A recente venda da Mineração Taboca, controladora da Mina de Pitinga (AM), para uma estatal chinesa reacendeu discussões sobre soberania nacional, exploração de minerais estratégicos e os riscos de perda de controle sobre recursos como urânio e terras raras. O geólogo Salomão Cruz, um dos descobridores da jazida na década de 1970, detalhou em entrevista ao programa Agenda da Semana os bastidores da descoberta, as fragilidades na fiscalização e os interesses geopolíticos envolvidos.
A descoberta e a polêmica da perda da mina
Salomão Cruz relatou que a Mina de Pitinga foi identificada em 1978 durante trabalhos da CPRM (Companhia de Pesquisa de Recursos Minerais), onde atuava como geólogo. “Encontramos anomalias de estanho em rochas graníticas no igarapé Água Boa, região do rio Pitinga. O relatório foi enviado à CPRM, mas o requerimento de lavra demorou 30 dias para chegar a Brasília. Treze dias antes de ser protocolado, a Taboca, do grupo Paranapanema, já havia registrado a área”, explicou. Segundo ele, há indícios de que informações internas vazaram para o grupo privado.
A mina, que começou a ser explorada em aluvião (depósitos sedimentares) apenas em 1982, só passou a extrair minério da rocha bruta a partir de 2014. “O corpo mineralizado tem cerca de 400 km², com cassiterita (minério de estanho), mas também nióbio, terras raras e urânio”, afirmou Cruz.
Urânio e o risco de evasão de minérios estratégicos
O geólogo destacou que a cassiterita explorada em Pitinga tem teor de 70% de estanho, enquanto os 30% restantes contêm minerais associados, como urânio. “O Brasil tem 900 mil toneladas de reservas de urânio conhecidas, sendo um terço só em Pitinga. Mas o país não prioriza sua exploração há décadas”, disse.
A preocupação, segundo Cruz, é que o rejeito do beneficiamento da cassiterita – que concentra urânio e terras raras – possa ser enviado para o exterior sem controle. “Por lei, a exploração de urânio é monopólio da Indústrias Nucleares do Brasil (INB), e sua comercialização é restrita. Mas, desde 2022, uma medida provisória do governo Bolsonaro permitiu que empresas privadas explorem o mineral, desde que em parceria com a INB. O risco é que, se o rejeito for enviado para São Paulo ou exterior para processamento, esses subprodutos estratégicos sejam desviados”, alertou.
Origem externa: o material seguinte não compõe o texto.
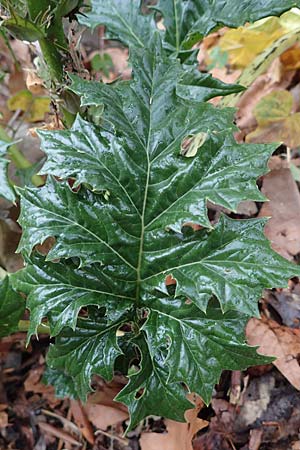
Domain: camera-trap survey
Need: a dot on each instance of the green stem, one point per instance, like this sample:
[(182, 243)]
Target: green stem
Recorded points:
[(6, 40), (19, 159), (24, 325), (52, 59)]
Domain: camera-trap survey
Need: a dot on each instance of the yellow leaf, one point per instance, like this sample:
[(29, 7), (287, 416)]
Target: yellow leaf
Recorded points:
[(245, 43), (291, 59), (33, 107), (276, 121), (290, 20)]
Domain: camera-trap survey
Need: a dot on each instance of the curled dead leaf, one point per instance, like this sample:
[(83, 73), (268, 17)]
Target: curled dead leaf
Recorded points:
[(280, 342)]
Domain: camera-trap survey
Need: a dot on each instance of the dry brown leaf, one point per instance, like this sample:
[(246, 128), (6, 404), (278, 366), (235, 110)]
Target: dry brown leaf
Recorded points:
[(101, 410), (279, 341), (291, 58), (81, 420), (3, 419), (58, 433), (283, 228), (34, 83), (179, 436), (274, 78), (276, 120), (103, 416)]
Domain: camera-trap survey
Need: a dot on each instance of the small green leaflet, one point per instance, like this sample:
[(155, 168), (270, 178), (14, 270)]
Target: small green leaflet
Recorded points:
[(6, 188), (12, 307)]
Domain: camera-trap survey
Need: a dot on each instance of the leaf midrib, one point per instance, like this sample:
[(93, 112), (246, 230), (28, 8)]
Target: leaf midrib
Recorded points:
[(147, 148)]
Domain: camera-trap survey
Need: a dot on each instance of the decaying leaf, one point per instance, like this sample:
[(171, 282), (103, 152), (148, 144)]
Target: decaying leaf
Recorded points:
[(276, 120), (178, 436), (284, 209), (279, 341), (34, 107)]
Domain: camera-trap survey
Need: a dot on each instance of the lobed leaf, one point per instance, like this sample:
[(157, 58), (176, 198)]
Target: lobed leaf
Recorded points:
[(12, 307), (138, 182)]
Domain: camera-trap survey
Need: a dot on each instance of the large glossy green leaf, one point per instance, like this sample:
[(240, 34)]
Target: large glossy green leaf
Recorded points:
[(12, 307), (181, 344), (59, 291), (138, 181), (223, 172), (91, 349), (6, 188)]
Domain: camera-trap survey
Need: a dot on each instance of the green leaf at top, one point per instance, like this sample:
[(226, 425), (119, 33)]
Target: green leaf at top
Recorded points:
[(234, 262), (12, 307), (6, 188), (186, 21), (222, 171), (123, 20)]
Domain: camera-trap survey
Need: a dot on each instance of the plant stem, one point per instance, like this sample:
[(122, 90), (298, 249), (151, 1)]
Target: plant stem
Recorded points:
[(52, 59), (42, 328), (19, 159)]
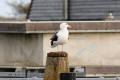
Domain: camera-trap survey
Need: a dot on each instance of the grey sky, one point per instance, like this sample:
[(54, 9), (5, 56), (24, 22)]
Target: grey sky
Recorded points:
[(6, 10)]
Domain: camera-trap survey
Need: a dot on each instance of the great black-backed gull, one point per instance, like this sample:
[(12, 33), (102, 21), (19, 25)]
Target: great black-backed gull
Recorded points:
[(60, 37)]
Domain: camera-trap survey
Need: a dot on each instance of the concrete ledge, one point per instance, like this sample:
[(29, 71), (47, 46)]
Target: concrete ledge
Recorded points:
[(52, 26)]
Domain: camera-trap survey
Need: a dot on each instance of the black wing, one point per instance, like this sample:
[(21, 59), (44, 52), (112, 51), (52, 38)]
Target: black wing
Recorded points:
[(54, 38)]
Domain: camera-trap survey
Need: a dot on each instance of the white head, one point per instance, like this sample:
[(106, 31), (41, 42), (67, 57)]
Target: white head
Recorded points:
[(64, 26)]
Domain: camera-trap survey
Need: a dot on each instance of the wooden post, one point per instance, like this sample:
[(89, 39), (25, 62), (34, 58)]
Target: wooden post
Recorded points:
[(57, 62), (68, 76)]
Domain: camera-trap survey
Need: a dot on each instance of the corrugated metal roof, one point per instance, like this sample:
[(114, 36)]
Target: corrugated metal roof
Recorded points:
[(78, 9), (93, 9), (46, 10)]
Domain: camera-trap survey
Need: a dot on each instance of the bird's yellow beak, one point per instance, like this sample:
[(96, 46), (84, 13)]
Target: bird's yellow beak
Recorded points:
[(69, 26)]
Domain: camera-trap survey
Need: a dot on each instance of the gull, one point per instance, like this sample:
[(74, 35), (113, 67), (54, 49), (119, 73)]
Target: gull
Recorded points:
[(60, 37)]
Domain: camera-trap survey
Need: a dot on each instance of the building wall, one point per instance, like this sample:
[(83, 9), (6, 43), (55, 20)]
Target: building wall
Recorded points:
[(89, 48), (21, 50)]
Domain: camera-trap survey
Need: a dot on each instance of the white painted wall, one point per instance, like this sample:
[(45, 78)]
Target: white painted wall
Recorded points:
[(21, 50), (89, 48)]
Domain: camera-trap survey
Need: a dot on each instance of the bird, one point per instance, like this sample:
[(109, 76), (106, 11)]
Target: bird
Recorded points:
[(60, 37)]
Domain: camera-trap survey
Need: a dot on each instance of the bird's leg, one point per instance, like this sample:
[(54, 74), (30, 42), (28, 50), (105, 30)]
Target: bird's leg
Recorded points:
[(62, 47)]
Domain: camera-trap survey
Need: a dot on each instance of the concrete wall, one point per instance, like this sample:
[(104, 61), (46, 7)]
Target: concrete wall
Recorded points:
[(21, 50), (89, 48)]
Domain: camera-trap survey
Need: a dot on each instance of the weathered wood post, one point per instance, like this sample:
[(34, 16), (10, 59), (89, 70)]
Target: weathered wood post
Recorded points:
[(68, 76), (57, 62)]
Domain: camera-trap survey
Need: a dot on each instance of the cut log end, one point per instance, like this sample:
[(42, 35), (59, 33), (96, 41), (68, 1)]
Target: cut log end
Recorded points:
[(57, 54)]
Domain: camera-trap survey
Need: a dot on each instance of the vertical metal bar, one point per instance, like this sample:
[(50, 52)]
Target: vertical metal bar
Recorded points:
[(65, 9)]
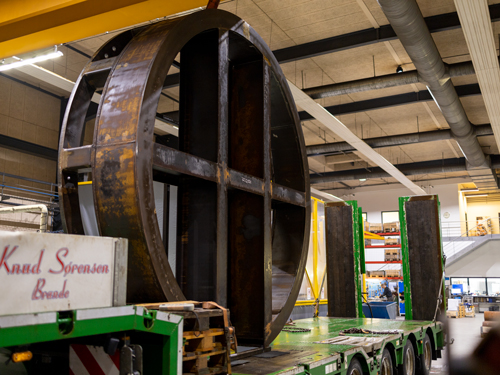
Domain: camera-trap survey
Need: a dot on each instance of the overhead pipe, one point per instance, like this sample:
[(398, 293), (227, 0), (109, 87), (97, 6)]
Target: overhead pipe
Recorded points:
[(408, 169), (393, 140), (44, 213), (382, 82), (408, 23)]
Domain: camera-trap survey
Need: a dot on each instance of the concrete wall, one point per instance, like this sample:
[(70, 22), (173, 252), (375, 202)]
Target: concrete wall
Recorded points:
[(32, 116)]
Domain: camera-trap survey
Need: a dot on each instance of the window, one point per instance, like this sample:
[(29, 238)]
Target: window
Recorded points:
[(390, 216), (477, 285), (493, 286), (460, 280)]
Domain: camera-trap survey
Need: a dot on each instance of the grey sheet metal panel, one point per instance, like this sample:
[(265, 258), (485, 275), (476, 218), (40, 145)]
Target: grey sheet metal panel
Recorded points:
[(341, 291), (424, 255)]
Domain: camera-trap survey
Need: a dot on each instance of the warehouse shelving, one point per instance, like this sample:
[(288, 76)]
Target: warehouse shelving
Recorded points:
[(381, 246)]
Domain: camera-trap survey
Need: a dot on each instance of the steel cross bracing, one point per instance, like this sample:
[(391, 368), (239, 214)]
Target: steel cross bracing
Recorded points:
[(241, 163)]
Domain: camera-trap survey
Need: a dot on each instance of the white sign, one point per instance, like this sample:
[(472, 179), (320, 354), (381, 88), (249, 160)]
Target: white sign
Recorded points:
[(42, 272)]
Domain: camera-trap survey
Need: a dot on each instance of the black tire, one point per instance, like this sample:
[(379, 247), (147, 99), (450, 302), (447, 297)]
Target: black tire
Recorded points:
[(386, 365), (409, 365), (425, 359), (355, 368)]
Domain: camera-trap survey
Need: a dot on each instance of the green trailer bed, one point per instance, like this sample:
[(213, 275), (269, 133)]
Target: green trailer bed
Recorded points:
[(323, 351)]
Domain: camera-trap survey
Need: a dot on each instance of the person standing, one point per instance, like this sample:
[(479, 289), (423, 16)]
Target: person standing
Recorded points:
[(387, 292)]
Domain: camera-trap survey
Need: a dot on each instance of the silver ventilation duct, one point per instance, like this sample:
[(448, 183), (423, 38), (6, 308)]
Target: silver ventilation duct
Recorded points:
[(408, 23), (393, 140)]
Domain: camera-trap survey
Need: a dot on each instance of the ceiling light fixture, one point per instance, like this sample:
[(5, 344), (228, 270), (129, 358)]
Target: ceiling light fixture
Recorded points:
[(33, 60)]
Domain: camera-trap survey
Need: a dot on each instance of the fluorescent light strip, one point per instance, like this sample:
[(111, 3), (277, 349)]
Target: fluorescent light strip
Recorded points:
[(328, 196), (33, 60)]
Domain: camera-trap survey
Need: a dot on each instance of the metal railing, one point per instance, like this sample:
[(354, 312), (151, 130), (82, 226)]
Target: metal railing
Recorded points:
[(476, 232)]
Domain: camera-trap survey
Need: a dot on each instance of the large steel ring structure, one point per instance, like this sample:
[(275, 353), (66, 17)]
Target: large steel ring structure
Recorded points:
[(241, 169)]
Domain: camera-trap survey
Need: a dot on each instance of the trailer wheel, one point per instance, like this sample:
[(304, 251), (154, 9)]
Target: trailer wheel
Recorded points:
[(408, 359), (355, 368), (386, 367), (424, 367)]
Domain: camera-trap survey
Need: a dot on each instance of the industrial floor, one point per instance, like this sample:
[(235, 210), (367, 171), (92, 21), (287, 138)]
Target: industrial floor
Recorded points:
[(466, 332)]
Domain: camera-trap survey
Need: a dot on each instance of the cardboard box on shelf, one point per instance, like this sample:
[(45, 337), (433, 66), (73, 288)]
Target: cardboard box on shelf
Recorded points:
[(375, 273), (393, 273), (392, 255), (391, 227), (391, 241)]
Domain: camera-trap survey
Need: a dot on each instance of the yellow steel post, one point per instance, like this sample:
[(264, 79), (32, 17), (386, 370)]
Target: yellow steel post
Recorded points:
[(315, 247)]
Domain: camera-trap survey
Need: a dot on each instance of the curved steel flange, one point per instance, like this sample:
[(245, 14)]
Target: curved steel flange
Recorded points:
[(241, 168)]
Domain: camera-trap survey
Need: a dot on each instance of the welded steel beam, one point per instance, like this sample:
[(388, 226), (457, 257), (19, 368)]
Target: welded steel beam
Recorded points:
[(442, 22), (391, 101), (240, 161), (408, 169), (335, 148), (382, 82), (372, 104)]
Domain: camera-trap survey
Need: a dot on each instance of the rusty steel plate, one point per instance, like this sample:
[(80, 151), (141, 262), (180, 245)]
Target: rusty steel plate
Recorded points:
[(240, 168)]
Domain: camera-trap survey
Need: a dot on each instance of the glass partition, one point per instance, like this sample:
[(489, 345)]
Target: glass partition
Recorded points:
[(493, 286), (477, 285)]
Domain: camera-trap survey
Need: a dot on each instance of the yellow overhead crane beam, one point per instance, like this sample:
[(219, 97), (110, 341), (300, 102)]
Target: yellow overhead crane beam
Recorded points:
[(30, 25)]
Interesses chineses e infraestrutura logística
A venda da Taboca para a estatal chinesa em 2024 – por R$ 2 bilhões, equivalente a dois anos de faturamento da mina – ocorre em um contexto de expansão da China na América Latina. Cruz citou o controle chinês sobre a maior reserva mundial de nióbio (em Catalão-GO e Araxá-MG) e projetos como a ferrovia Transpacífica, que ligaria o Centro-Oeste brasileiro ao Peru, facilitando exportações para a Ásia sem passar pelo Canal do Panamá.
“Se a cassiterita de Pitinga for enviada in natura para a China, o Brasil perde a chance de industrializar o minério e controlar seus subprodutos. E com a ferrovia, o transporte até o Pacífico ficaria mais barato do que escoar pelo Atlântico”, ponderou.
Fragilidades na fiscalização e soberania
Questionado sobre a fiscalização, Salomão Cruz admitiu que o Brasil não tem estrutura para monitorar o destino final dos rejeitos. “Na prática, a cassiterita da Amazônia sempre foi beneficiada em São Paulo, e ninguém rastreia o que vai junto no minério. Se a China montar uma planta de concentração de urânio em Pitinga, pode estocar o material e depois exportá-lo como ‘resíduo industrial'”, afirmou.
Ele também criticou a falta de investimento em pesquisa mineral na Amazônia. “Desde os anos 1990, a CPRM não faz prospecção em áreas indígenas ou de conservação. A maior reserva de nióbio do mundo, em Seis Lagos (AM), está parada por conflitos fundiários. Enquanto isso, perdemos oportunidades para grupos estrangeiros.”
A entrevista destacou a tensão entre desenvolvimento econômico e soberania nacional. Enquanto o governo federal vê a venda como atração de investimentos, especialistas alertam para riscos de perda de controle sobre recursos estratégicos. “Pitinga é só um exemplo. Ou o Brasil passa a tratar mineração como política de Estado, ou continuaremos exportando commodities e importando produtos industrializados”, concluiu Cruz.